The "let's see what happens" trap
The phrase that kills governance: "it's just a pilot, we'll formalize later". In 2025 it still passed at some companies. In 2026 it doesn't. Three reasons:
Regulators started inspecting AI specifically. Not a hypothetical threat anymore. Companies have been fined for LLM use with personal data without legal basis. Public cases. The thing became real.
Customers started asking. In B2B contracts, explicit clauses about AI use, sub-processors, retention. Companies that don't answer lose business before getting fined.
Media pays attention. AI incidents with personal data leakage become news. Reputation costs more than fines in B2C companies.
The three combined kill the "let's see" argument. Whoever still uses it in 2026 is measuring risk with 2022 calibration.
How to integrate with agent evaluation and costs
Governance isn't a silo. In mature AI architecture:
Eval set includes privacy cases. Questions trying to make the agent reveal sensitive data, leak the system instruction, misbehave. Failing here is as critical as failing accuracy.
Governance cost enters TCO calculation. Own log, redaction, monitoring — all costs. Forgetting that is budgeting the pilot with 20–30% invisible cost.
Periodic audit of what's being sent.

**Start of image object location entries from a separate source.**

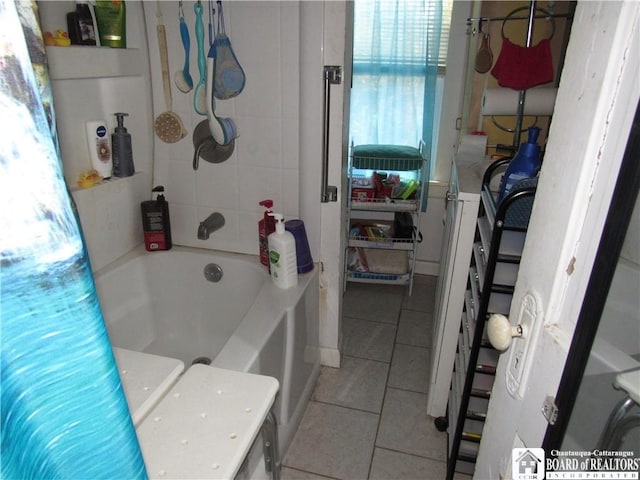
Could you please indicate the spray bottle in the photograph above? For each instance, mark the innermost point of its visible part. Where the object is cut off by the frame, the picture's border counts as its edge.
(525, 164)
(266, 226)
(282, 255)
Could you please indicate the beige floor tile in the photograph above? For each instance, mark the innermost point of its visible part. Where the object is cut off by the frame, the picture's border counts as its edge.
(410, 368)
(423, 296)
(415, 328)
(380, 303)
(365, 339)
(358, 383)
(287, 473)
(406, 427)
(389, 465)
(333, 441)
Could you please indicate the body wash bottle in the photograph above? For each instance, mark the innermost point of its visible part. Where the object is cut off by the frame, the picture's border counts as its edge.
(122, 151)
(99, 147)
(112, 21)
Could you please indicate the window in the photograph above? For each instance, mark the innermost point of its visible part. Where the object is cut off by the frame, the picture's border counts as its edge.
(398, 50)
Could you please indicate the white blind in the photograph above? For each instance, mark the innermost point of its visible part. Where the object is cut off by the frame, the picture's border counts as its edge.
(424, 14)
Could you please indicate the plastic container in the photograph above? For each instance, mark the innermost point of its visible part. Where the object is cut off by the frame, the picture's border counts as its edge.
(156, 222)
(111, 17)
(266, 226)
(525, 164)
(282, 256)
(80, 25)
(122, 151)
(99, 147)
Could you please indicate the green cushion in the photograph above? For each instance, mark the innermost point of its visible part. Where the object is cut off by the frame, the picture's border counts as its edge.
(387, 157)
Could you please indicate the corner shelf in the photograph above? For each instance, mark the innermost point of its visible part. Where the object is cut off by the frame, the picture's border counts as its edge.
(87, 62)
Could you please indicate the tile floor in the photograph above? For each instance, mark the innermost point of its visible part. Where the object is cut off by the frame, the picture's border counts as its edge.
(367, 419)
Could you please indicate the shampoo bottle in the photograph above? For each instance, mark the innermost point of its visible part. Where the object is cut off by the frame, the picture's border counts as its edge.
(156, 222)
(282, 256)
(80, 25)
(111, 17)
(266, 226)
(525, 164)
(122, 151)
(99, 147)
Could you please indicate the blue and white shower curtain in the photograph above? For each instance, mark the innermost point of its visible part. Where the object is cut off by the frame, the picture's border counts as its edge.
(63, 410)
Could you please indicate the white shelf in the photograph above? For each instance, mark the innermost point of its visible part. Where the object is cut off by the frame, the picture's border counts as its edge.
(388, 243)
(380, 206)
(84, 62)
(385, 205)
(370, 277)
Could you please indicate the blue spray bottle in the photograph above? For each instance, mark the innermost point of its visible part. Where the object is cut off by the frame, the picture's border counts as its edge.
(525, 164)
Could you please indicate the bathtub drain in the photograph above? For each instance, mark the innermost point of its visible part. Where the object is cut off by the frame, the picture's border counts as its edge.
(202, 361)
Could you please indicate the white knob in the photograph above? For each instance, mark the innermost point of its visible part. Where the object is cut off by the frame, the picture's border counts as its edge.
(501, 332)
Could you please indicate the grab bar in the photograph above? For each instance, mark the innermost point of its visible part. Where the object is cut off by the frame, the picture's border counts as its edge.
(332, 76)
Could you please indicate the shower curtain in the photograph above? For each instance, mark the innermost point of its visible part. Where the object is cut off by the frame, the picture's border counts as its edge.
(62, 408)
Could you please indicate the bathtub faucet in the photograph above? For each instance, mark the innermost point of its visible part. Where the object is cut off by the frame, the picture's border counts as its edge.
(213, 222)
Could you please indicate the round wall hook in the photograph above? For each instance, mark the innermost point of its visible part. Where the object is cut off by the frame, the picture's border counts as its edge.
(207, 148)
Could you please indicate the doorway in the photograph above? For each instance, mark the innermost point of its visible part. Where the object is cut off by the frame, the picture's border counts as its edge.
(606, 347)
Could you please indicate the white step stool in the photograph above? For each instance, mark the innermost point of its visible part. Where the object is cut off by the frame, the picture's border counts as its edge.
(202, 424)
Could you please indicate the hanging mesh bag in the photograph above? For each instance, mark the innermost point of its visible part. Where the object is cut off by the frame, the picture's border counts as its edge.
(229, 78)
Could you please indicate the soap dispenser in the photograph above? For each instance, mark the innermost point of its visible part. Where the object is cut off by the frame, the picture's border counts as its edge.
(282, 255)
(122, 151)
(525, 164)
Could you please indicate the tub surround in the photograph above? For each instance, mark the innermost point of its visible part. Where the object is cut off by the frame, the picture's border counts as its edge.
(161, 303)
(201, 425)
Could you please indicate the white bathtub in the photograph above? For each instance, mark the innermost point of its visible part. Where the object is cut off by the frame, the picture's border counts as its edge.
(161, 303)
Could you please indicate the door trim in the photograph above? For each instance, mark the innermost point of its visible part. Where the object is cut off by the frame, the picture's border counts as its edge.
(611, 242)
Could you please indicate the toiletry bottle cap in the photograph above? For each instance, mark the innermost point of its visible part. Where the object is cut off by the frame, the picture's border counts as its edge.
(159, 190)
(279, 222)
(120, 119)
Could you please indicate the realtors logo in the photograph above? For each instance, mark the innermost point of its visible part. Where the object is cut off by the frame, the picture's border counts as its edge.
(527, 463)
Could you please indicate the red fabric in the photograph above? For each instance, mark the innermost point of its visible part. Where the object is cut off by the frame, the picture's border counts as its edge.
(521, 68)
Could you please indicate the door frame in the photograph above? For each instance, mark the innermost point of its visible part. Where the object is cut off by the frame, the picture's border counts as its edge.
(611, 242)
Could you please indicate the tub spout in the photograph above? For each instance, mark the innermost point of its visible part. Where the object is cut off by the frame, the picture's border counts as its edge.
(213, 222)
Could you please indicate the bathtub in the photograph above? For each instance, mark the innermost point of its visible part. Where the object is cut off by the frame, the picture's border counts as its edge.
(161, 303)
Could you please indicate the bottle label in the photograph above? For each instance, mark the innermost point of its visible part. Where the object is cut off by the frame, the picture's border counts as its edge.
(155, 241)
(103, 150)
(274, 258)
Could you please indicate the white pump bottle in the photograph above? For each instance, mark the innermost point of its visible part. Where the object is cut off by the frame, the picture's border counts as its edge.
(282, 255)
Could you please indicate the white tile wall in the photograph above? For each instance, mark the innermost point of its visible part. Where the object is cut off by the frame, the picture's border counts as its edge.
(265, 38)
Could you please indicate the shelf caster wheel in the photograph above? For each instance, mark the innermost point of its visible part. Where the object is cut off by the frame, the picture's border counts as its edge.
(441, 424)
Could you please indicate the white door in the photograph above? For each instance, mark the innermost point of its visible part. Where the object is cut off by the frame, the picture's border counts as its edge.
(598, 94)
(322, 42)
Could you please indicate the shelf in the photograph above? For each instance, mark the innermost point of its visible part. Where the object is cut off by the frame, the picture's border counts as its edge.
(511, 243)
(385, 205)
(83, 62)
(387, 243)
(370, 277)
(373, 196)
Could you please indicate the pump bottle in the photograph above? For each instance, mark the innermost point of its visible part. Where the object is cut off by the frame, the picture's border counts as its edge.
(266, 226)
(525, 164)
(156, 222)
(282, 256)
(99, 147)
(122, 151)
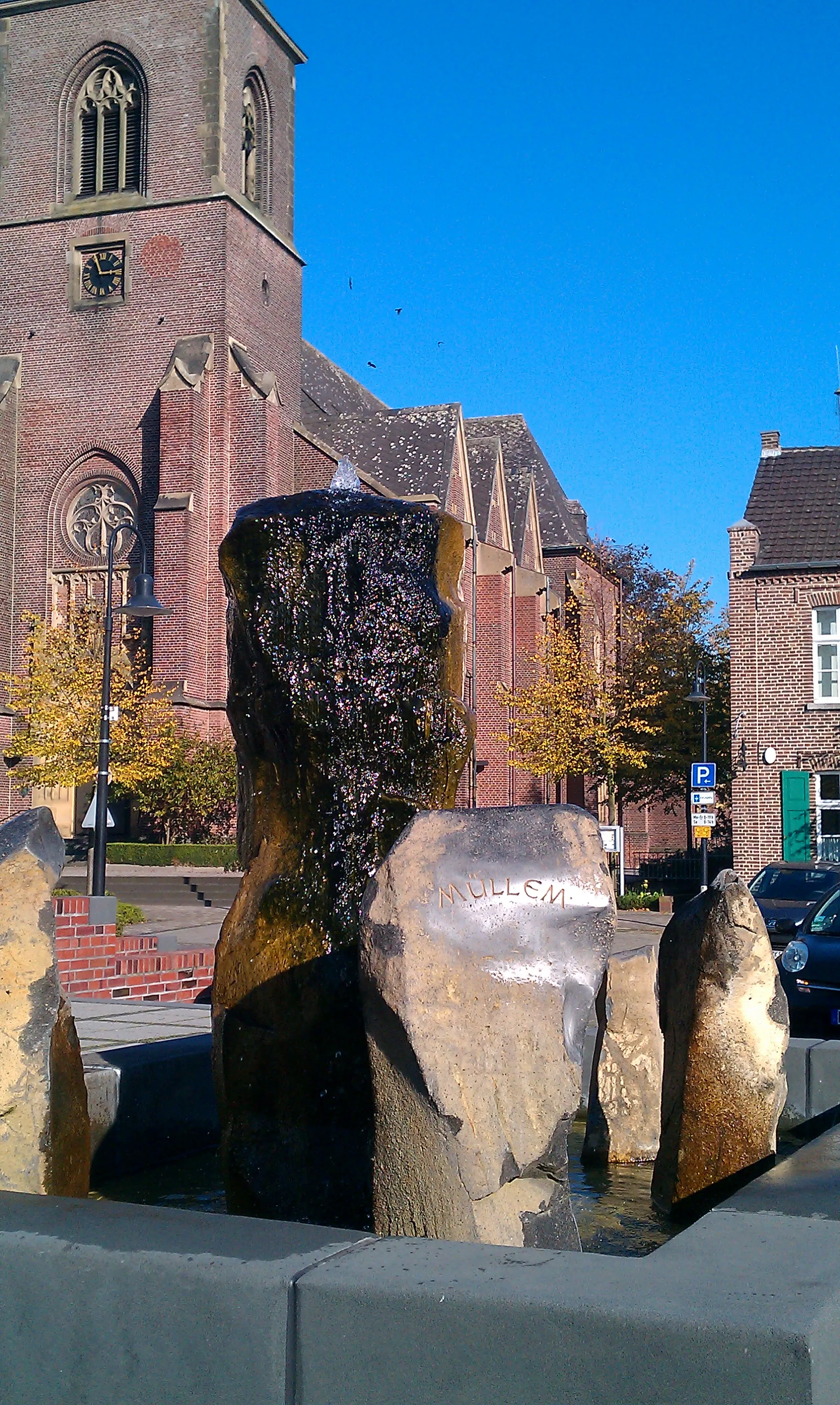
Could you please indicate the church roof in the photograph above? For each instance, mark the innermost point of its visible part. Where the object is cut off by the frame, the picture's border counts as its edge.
(484, 456)
(409, 452)
(796, 505)
(326, 390)
(562, 520)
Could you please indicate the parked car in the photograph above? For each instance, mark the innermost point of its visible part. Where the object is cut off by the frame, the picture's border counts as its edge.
(809, 969)
(787, 893)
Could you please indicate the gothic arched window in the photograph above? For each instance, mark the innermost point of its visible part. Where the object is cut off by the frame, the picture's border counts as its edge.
(110, 133)
(255, 141)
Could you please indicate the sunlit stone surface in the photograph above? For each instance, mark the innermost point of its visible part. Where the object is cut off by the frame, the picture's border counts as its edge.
(346, 679)
(485, 941)
(626, 1088)
(44, 1126)
(725, 1022)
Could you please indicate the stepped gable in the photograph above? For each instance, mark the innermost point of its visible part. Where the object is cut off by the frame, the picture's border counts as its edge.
(484, 457)
(562, 520)
(328, 391)
(796, 505)
(409, 452)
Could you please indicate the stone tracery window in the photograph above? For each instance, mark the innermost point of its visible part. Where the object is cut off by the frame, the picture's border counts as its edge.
(93, 515)
(255, 141)
(110, 131)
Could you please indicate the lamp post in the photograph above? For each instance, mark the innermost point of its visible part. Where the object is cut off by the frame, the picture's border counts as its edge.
(698, 695)
(142, 605)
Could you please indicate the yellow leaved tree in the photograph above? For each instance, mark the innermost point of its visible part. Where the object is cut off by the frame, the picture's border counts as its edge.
(579, 720)
(57, 697)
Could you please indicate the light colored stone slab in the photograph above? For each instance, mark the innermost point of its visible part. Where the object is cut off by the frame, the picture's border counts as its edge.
(626, 1091)
(485, 941)
(44, 1124)
(725, 1023)
(502, 1217)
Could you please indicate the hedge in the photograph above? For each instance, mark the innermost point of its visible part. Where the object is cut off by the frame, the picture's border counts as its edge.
(161, 856)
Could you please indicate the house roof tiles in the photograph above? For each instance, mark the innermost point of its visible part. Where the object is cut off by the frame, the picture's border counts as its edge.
(796, 505)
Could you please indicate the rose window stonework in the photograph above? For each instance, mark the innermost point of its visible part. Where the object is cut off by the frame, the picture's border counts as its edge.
(96, 512)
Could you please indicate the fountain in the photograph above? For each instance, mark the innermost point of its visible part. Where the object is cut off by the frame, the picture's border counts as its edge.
(346, 681)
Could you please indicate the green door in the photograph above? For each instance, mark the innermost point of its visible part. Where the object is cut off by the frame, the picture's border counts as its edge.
(796, 815)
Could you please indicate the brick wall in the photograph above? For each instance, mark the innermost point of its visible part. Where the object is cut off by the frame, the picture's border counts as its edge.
(773, 697)
(97, 964)
(198, 262)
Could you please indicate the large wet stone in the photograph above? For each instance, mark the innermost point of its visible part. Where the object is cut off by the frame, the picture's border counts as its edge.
(725, 1022)
(626, 1089)
(44, 1126)
(346, 679)
(485, 939)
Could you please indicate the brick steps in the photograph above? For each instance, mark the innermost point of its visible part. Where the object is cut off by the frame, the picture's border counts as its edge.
(95, 963)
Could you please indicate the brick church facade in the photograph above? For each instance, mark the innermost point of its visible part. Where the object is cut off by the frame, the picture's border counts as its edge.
(152, 367)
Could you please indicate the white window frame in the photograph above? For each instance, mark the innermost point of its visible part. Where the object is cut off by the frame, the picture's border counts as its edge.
(834, 849)
(822, 640)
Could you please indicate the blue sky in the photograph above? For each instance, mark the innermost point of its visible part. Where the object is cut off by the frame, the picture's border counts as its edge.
(621, 221)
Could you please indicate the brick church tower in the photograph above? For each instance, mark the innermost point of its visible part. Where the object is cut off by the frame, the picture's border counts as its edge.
(151, 307)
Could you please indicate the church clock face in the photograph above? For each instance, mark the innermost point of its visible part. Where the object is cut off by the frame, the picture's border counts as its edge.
(103, 273)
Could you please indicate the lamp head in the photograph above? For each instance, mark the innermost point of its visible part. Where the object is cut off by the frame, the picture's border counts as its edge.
(142, 600)
(698, 693)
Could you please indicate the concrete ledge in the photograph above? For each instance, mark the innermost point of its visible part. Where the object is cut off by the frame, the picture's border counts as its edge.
(825, 1077)
(133, 1304)
(149, 1103)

Monthly sample of real prompts, reviewed by DPO or governance team. Without it, behavior drift (users start pasting data they shouldn't) goes unnoticed.
The decision for 2026
If your company is about to pilot an LLM with real data, three moves before the first prompt:
Checklist of the seven items, answered in writing. Not verbal in a meeting — 2–3 page document, approved by DPO and technical responsible. Becomes an audit artifact.
Minimum acceptable use policy. Who can send what to the LLM. Which data is forbidden. Brief team training. 1 hour of training prevents 80% of incidents.
Sponsor with mandate to pause the pilot if needed. When something goes wrong — and something will go wrong in some pilot — someone needs authority to pause before escalation. Without that sponsor, the team will hide the problem until it becomes an incident.
Privacy governance in LLMs in 2026 is part of the project, not an extra phase. Companies that accept this logic deliver responsible AI and grow with confidence. Companies still treating it as optional bureaucracy will be in the headline before being in the business case. The difference isn't having compliance — it's having compliance from the first prompt.